The future of Bengal took a turn (for better or worse – the debate continues) when the votes were counted on May 13th, 2011. Trinamool Congress, Mamata Banerji’s thirteen year old party along with its one time parent party, the Congress, swept the Bengal assembly polls. The combine won 227 of the 294 seats and with it ended the 34 year rule of the Left Front – the longest by an elected communist government anywhere in the world.
There are two prevalent reactions that I have seen after the elections. Some are saying that Bengal has jumped from the frying pan to the fire. Others are saying that let us give these guys a chance. If they don’t perform, we can always vote them out. I am more inclined towards the second line of thought. My argument is that today Bengal is at the bottom of a “bear-market” (if I may borrow a term from the stock markets). It can’t really get much worse.

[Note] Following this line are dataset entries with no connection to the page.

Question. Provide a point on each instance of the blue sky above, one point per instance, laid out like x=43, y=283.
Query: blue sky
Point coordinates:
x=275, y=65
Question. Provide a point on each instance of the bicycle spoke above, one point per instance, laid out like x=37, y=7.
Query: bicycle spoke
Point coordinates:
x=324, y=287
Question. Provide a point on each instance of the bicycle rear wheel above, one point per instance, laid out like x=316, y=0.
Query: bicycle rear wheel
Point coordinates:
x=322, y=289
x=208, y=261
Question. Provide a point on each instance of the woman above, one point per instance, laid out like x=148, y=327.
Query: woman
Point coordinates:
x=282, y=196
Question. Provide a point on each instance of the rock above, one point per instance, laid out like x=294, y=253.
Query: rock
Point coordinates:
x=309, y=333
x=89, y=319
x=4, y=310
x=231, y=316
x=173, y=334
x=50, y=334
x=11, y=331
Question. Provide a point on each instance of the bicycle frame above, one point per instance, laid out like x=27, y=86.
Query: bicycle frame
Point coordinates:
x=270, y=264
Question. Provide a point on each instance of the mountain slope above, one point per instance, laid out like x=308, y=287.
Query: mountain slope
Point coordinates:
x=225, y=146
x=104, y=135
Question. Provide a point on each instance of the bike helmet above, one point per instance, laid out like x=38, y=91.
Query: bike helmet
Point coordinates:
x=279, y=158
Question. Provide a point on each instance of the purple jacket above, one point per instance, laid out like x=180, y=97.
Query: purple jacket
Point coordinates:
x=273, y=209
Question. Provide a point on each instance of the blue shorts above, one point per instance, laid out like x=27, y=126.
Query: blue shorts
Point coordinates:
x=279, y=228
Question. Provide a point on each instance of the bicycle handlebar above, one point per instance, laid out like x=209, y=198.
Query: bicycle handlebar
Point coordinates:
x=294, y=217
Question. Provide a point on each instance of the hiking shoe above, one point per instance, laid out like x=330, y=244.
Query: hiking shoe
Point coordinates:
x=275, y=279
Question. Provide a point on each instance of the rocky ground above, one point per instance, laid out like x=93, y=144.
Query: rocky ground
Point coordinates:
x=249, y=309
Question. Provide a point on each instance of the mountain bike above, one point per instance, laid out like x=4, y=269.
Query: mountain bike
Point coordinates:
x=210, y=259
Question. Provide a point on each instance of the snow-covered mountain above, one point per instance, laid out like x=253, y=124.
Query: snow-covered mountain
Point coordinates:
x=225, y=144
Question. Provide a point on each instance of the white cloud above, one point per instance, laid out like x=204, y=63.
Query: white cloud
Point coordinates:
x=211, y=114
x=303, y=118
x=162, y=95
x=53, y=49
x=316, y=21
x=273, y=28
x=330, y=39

The fact is that for a lot of people in our generation have never seen a non-Left government in the state and may be thinking that a "known devil is better than an unknown one", specially when the option available is Mamata Benerjee. Mamata has never been very popular with the "thinking" people mainly because she has been a maverick and is famous for her inconsistent behaviour. There are a lot of people, including me, who do not like her brand of politics. But what is interesting for me, is that she has been able to attract people like Amit Mitra and Manish Gupta to her fold.
As it stands, nearly every parameter of development, whether it is education, healthcare, finances, industry, is in shambles. My main concern is with the state of the industry, where we are arguably doing the worst. In 2010, Bengal had investments of Rs 15 thousand crores. The Vibrant Gujarat summit for 2011 got investment proposals for 12 lakh crores. That is nearly 100 times what we did in 2010.

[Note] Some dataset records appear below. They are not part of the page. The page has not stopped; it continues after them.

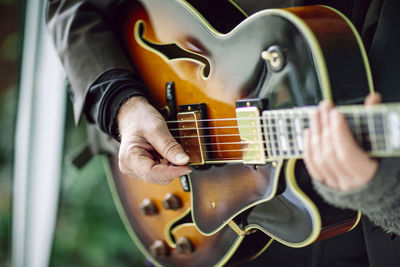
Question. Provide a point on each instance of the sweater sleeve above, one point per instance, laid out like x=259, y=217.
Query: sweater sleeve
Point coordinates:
x=84, y=36
x=379, y=199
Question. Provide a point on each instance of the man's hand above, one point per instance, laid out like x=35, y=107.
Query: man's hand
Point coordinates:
x=147, y=145
x=331, y=153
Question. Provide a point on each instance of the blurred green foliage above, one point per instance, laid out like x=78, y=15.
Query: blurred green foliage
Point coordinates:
x=89, y=231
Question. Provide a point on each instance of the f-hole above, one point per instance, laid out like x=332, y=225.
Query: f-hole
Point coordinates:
x=172, y=51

I was reading a paper published by Amartya Lahiri and Kei-Mu Yi in 2004. Read it if you find the time and are enthusiastic to delve deeper into this subject. The paper compares the economic evolution of the states of Maharashtra and Bengal between 1960 and 1995. In 1960, these were the two richest states in India. Bengal during the study period has gone from a relative per capita income of about 105 percent of Maharashtra to a relative income of around 69 percent.

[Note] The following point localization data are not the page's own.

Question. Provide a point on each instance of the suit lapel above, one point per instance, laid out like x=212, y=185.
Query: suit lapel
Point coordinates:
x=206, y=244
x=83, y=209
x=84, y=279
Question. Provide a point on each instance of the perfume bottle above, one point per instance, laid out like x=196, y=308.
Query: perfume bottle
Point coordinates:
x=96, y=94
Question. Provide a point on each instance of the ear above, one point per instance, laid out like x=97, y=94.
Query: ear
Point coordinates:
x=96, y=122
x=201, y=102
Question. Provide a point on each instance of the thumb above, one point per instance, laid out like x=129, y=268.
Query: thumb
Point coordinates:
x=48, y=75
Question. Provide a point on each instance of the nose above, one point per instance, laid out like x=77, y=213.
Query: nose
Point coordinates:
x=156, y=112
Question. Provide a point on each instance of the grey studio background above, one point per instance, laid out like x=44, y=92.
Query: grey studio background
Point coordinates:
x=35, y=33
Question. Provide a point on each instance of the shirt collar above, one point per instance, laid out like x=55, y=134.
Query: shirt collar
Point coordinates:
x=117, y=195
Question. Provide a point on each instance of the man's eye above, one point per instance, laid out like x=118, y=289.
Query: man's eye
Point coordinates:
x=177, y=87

In terms of per capita GDP, Bengal is again down in the dumps with USD 876 (see http://en.wikipedia.org/wiki/List_of_Indian_states_by_GDP). Sikkim, Mizoram and Meghalaya are doing better in terms of per capita GDP. The highest is Goa with USD 2802, followed by Delhi – USD 2400, Haryana – USD 1663 and Maharashtra – USD 1563.
So, my question is what can be worse than where we are currently? There is not much downside to a new government. There are so many challenges that this new government has that it would be interesting and instructive to observe how it goes about its tasks. I, for one, will be watching very closely.